If so this is not really specific to the ILA but a general Clash thing

It should be a solvable problem for the ILA blackbox at least, because there we can automatically add the pack conversion when passing the arguments to the ILA. Or we explicitly note in the documentation, that BitPack is not used. Although, it's especially usefull for debugging purposes.

rowanG077 commented 1 year ago

You can also derive a BitPack instance using deriveBitPack [t| T |] This takes the DataReprAnn into account.

I would really not go the route of having non-conforming BitPack instances. There are probably more things that will break in that case.

DigitalBrains1 commented 1 year ago

It would be nice if we documented this better, but indeed, I also think you can't just create a BitPack instance to influence encoding. You just get a schism between Haskell and HDL, and inconsistencies in HDL depending on whether the type itself is used or it is passed through pack. Several functions in our Prelude do that.
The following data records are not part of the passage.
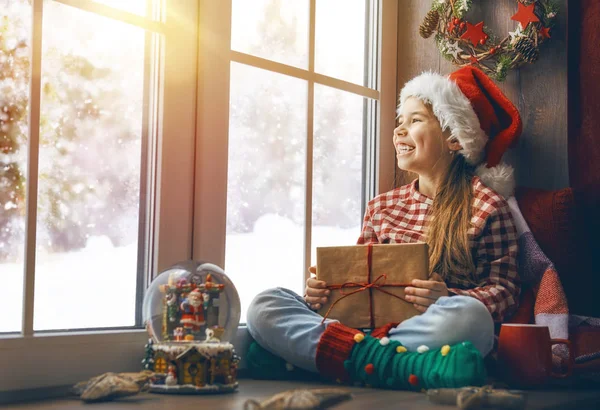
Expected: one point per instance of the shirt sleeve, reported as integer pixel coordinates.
(496, 264)
(367, 234)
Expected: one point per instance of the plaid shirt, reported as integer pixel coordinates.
(401, 215)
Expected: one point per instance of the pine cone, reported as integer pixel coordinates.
(429, 24)
(526, 47)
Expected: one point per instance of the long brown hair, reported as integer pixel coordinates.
(449, 249)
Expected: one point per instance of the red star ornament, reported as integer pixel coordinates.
(474, 33)
(525, 15)
(545, 32)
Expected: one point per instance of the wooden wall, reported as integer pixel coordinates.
(539, 90)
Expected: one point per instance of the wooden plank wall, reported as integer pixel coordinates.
(539, 91)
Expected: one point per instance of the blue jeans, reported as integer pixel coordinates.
(281, 322)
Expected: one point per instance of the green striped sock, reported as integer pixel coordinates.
(379, 363)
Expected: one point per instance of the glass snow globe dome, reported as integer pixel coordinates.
(191, 302)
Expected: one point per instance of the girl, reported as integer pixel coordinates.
(446, 125)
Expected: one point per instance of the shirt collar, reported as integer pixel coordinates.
(419, 197)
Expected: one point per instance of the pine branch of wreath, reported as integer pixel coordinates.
(463, 43)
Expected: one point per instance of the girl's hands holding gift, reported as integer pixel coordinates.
(316, 293)
(424, 293)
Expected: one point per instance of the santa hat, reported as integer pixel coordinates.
(478, 115)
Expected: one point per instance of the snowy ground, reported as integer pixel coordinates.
(95, 286)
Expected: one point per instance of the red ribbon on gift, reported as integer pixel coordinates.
(364, 286)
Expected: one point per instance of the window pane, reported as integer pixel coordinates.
(337, 168)
(138, 7)
(89, 173)
(15, 31)
(340, 39)
(266, 182)
(273, 29)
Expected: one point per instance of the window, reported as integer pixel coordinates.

If I take the code from the first post and add

topEntity :: T
topEntity = A

this generates the following Verilog:

  assign result = 1'd0;

If you want to influence the encoding of a type, you'll need DataReprAnn and friends and only after that derive the BitPack instance if you need one, with deriveBitPack. Watch out for bug #2401 though. In general, custom data representations are an area that hasn't seen a lot of use and might have issues.

So the problem is you're approaching it in reverse. BitPack needs to tell the Haskell simulation what the HDL encoding is. It allows no creativity. The direction of a correct approach is the other way: first influence the HDL encoding, and then supply a BitPack that conforms to that.

kleinreact commented 1 year ago

Thanks for the feedback. I never considered the purpose of BitPack being that strict. Maybe that's a good point then to be added to the documentation for Clash.Class.BitPack.

DigitalBrains1 commented 1 year ago

I think PR #2575 perhaps clarifies this well enough.